How do I find a 95% percent ML confidence interval of the probability of category 5 strength Let ${\bf X} = (X_1, \dots, X_n)$ denote the log-intensities of all $n = 291$ tropical cyclones from the north Atlantic basin between 1980 and 2006. Log-intensity is defined as the logarithm of its maximum sustained windspeed (measured in knots). A tropical cyclone is a category 5 hurricane if its maximum sustained windspeed is 137 knots or more, i.e. if its log-intensity is 4.92 or more. We are interested in the probability $p \in [0,1]$ of a tropical cyclone attaining category 5 strength. Consider the following model: $X_i \overset{{\rm iid}}{\sim} \mathsf{Normal}(\mu, \sigma^2)$, where $\sigma = 0.33, \mu \in (-\infty, \infty)$. Under this model $p = \Phi\left({\mu - 4.92 \over \sigma}\right)$ where $\Phi(x)$ denotes the standard normal CDF. Find the 95% ML confidence interval for $p$ based on the following summaries of the data $$\bar x = 4.21 \quad \sqrt{n} = 17.06 \quad \#\{x_i \ge 4.92\} = 9$$

My Work
The formula for an ML interval for $X_i \overset{{\rm iid}}{\sim} \mathsf{Normal}(\mu, \sigma^2)$ with known $\sigma$ is $B_c(x) = [\bar X \mp c{\sigma \over \sqrt{n}}]$. Calculating along these lines, for $c = 1.96$ as the $z$ value that leaves $0.05$ probability in the two tails combined of the normal pdf, I get $B_{1.96}(x) = [4.172, 4.247]$, but when I try to evaluate the endpoints of this interval for $p$ given that $\Phi(x)$ is a monotone transformation, I get nonsense answers. What am I doing wrong?

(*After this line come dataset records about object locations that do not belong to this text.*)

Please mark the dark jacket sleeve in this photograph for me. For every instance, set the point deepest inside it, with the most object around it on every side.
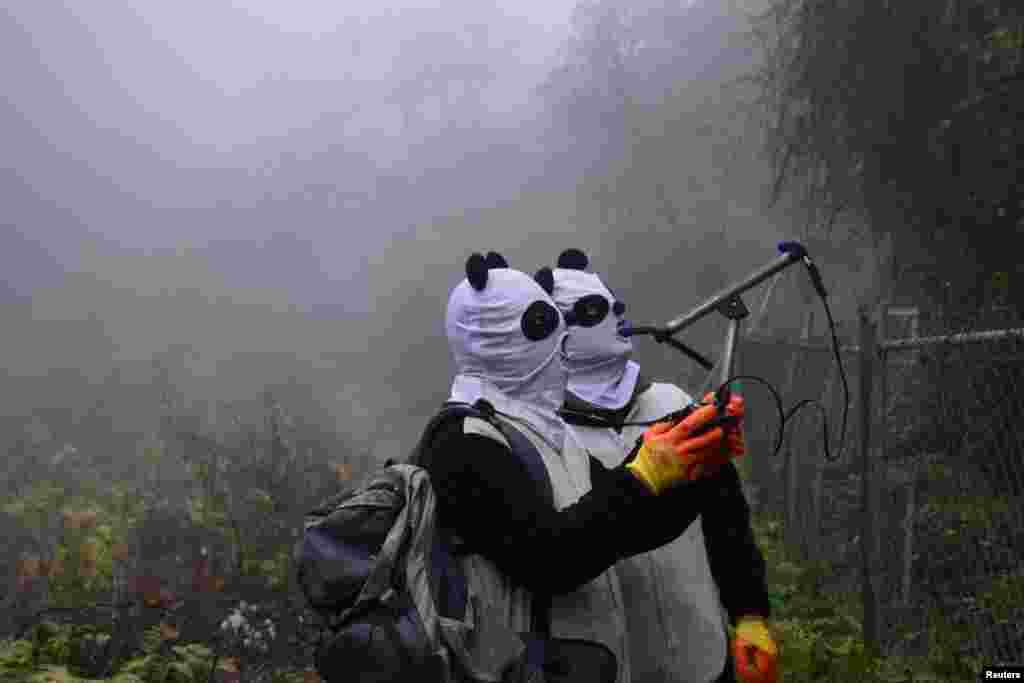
(485, 495)
(736, 562)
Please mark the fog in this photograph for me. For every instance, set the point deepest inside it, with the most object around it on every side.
(259, 194)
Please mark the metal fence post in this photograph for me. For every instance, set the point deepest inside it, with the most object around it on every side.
(791, 464)
(817, 489)
(880, 472)
(867, 359)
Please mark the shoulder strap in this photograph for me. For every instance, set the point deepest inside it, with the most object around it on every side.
(521, 449)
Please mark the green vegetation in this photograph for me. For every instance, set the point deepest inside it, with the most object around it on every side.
(819, 630)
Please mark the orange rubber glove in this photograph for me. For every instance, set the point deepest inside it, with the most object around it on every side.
(671, 454)
(755, 651)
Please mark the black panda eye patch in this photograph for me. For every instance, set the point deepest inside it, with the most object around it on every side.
(539, 321)
(588, 311)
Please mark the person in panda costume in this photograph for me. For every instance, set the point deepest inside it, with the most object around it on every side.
(679, 595)
(507, 339)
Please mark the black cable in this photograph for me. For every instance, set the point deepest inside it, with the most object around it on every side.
(660, 336)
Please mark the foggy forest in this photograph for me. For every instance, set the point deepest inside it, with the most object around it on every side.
(228, 231)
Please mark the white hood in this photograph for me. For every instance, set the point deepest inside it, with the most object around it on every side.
(598, 357)
(496, 360)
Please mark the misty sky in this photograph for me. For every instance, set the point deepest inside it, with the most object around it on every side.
(257, 176)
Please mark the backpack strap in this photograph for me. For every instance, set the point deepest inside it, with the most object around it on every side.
(521, 447)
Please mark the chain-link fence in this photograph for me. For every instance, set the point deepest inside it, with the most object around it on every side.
(938, 522)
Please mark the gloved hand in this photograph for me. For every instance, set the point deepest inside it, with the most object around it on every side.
(755, 651)
(671, 453)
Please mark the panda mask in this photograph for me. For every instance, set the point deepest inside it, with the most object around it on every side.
(507, 339)
(598, 355)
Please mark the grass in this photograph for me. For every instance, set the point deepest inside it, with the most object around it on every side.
(819, 630)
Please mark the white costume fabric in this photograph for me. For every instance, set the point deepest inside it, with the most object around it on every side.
(597, 357)
(675, 621)
(524, 380)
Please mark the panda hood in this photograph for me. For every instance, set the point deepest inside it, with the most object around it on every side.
(507, 338)
(598, 356)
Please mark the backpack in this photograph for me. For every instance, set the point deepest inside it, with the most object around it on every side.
(351, 567)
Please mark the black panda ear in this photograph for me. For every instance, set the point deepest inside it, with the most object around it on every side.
(546, 279)
(496, 260)
(476, 271)
(572, 259)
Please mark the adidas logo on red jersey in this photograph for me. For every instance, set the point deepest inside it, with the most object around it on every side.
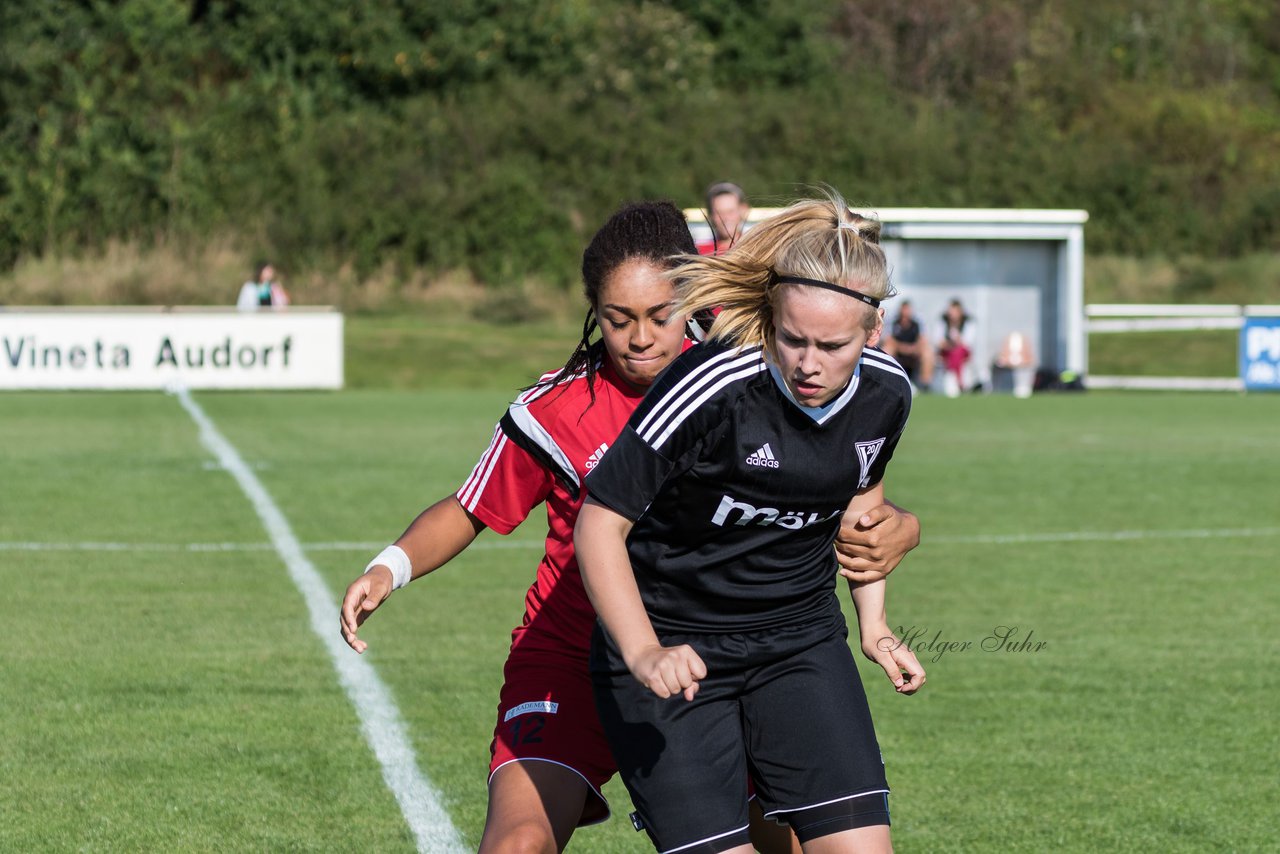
(763, 457)
(595, 457)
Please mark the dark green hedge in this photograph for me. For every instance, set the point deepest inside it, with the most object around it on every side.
(494, 136)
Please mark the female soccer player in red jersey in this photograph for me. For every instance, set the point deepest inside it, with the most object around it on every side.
(549, 753)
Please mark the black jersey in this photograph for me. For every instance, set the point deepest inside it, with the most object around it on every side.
(736, 493)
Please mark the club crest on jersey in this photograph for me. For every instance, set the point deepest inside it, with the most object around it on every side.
(763, 457)
(595, 457)
(762, 516)
(867, 453)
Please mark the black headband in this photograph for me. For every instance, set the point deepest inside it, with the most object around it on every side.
(839, 288)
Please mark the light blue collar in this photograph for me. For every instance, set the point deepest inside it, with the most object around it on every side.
(819, 414)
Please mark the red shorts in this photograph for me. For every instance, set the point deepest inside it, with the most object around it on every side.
(547, 713)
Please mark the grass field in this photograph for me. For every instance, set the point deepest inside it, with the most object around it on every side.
(163, 689)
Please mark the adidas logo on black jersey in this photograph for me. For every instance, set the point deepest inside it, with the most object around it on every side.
(763, 457)
(595, 457)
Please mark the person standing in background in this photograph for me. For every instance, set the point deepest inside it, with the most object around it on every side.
(726, 213)
(263, 292)
(910, 347)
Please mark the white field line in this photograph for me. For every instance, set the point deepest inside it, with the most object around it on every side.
(963, 539)
(379, 717)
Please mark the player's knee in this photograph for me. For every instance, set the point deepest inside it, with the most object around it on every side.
(520, 837)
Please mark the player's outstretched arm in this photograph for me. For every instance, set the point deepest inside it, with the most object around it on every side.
(878, 640)
(600, 542)
(433, 539)
(874, 537)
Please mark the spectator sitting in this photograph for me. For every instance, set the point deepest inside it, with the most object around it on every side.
(909, 346)
(955, 348)
(263, 292)
(726, 214)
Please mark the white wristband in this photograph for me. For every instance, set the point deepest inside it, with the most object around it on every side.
(394, 558)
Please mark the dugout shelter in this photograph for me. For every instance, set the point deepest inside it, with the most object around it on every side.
(1014, 270)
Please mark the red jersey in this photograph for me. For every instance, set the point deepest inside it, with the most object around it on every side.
(540, 452)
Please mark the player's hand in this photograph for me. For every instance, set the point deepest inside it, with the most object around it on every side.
(668, 671)
(869, 546)
(900, 663)
(362, 598)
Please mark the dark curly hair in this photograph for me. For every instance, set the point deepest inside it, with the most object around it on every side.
(650, 231)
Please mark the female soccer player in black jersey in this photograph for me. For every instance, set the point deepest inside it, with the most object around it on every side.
(705, 544)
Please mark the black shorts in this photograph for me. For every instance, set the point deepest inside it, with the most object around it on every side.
(785, 707)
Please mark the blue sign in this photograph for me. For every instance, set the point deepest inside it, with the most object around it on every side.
(1260, 354)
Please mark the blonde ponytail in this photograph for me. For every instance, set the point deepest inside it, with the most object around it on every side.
(817, 240)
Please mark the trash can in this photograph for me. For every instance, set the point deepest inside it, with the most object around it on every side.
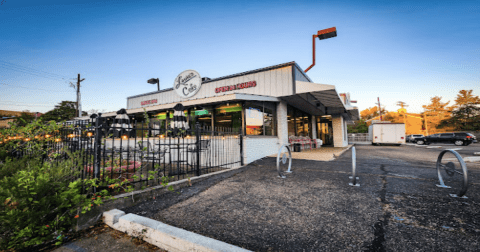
(297, 148)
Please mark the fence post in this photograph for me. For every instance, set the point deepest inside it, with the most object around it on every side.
(97, 146)
(241, 146)
(197, 148)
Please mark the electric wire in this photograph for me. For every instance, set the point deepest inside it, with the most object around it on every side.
(34, 74)
(32, 69)
(36, 88)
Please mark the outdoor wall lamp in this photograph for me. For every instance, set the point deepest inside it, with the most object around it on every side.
(322, 34)
(155, 81)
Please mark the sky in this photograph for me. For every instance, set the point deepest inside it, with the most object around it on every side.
(405, 51)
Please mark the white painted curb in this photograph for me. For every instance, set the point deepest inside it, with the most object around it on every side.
(164, 236)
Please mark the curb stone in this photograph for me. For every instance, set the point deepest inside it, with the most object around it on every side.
(164, 236)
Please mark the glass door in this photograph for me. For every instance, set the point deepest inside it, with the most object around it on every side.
(325, 130)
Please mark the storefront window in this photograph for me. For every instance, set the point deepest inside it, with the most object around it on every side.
(269, 118)
(300, 123)
(291, 121)
(260, 118)
(203, 116)
(229, 116)
(325, 130)
(254, 118)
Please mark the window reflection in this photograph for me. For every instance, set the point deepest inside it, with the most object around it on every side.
(229, 116)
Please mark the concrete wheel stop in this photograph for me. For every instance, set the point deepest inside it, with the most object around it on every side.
(162, 235)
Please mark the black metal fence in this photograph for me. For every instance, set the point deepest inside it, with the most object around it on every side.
(139, 153)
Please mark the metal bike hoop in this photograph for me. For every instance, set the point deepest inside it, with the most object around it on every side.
(354, 168)
(464, 189)
(279, 170)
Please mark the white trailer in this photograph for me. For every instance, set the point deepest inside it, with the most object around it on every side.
(387, 133)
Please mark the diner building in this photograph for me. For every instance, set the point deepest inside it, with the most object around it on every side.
(268, 105)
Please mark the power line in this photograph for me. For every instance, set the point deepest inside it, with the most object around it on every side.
(34, 74)
(28, 105)
(25, 102)
(31, 69)
(36, 88)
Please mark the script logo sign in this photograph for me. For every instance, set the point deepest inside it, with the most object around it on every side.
(187, 83)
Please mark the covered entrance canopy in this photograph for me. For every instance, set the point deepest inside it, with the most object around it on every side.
(320, 99)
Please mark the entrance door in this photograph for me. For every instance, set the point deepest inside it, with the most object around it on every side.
(325, 130)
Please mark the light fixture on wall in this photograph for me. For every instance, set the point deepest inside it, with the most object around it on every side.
(155, 81)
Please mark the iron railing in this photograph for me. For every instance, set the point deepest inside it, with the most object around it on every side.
(139, 153)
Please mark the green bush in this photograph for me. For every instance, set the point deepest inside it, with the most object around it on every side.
(39, 202)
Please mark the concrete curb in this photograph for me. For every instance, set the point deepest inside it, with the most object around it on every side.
(348, 148)
(162, 235)
(135, 197)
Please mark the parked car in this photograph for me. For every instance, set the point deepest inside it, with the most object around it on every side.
(412, 138)
(455, 138)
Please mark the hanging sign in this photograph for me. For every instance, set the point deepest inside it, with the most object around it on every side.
(235, 87)
(187, 83)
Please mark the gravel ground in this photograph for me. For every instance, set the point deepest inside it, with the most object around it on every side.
(396, 208)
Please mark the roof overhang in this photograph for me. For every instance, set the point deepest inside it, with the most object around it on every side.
(327, 95)
(204, 101)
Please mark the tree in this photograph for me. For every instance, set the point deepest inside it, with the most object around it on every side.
(435, 113)
(370, 113)
(24, 119)
(62, 112)
(466, 112)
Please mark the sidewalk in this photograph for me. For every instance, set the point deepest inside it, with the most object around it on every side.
(320, 154)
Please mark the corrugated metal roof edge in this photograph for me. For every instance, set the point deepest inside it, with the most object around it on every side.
(291, 63)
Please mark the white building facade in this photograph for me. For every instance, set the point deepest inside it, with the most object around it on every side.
(267, 105)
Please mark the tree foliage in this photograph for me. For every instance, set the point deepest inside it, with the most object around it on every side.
(466, 112)
(24, 119)
(62, 112)
(359, 126)
(435, 113)
(371, 112)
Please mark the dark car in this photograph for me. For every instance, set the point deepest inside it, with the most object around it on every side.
(413, 138)
(455, 138)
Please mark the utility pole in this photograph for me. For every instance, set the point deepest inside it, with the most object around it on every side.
(379, 109)
(426, 124)
(79, 105)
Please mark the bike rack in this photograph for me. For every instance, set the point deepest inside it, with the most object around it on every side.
(284, 160)
(354, 177)
(450, 171)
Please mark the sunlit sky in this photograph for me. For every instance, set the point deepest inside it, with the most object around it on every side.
(396, 50)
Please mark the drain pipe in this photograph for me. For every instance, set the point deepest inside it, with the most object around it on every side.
(322, 34)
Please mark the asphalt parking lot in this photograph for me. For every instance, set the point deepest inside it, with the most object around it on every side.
(396, 208)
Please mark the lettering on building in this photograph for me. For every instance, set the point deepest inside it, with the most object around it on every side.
(235, 87)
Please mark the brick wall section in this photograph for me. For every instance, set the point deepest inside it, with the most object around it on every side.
(259, 147)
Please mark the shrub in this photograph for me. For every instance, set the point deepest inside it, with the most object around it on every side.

Also, this will never be handed in for any class, I simply came across this problem and wondered how it could be solved. 
 A: Your logic is correct.  Based on the estimated mean and standard deviation that you have for the wind speeds I checked that you constructed a 95% confidence interval for the mean correctly on the log scale.  Using the exponential transformation on the scale of the original speed measurement (knots)  the interval I get is approximately [64.85, 69.96].
What do you think is wrong with that?  Note that on the log scale 4.92 is far above the upper limit of the interval.  Also only 9 of the 291 observations are above 4.92. which means on the scale of knots only 9 cases are abobe 137 knots.  Hurricane speeds are much higher than normal wind speeds so most of the other observed speeds are going to be much lower than 137 (apparently more likely to be in the range 60 to 70 knots).
If you are confused because 137 is far above 69.96 don't be.  4.92 is far above 4.25 on the log scale also.  All this is telling you is that category 5 hurricanes have winds speeds far above the average speeds observed in the north Atlantic basin over the time period from 1980 to 2006.  There should be nothing surprising about that conclusion.
But if you want to answer the question in the title of your problem the confidence interval for the mean doesn't answer your question.  You should take the fitted normal distribution and calculate the probability for the interval from [4.92, ∞) to estimate that probability.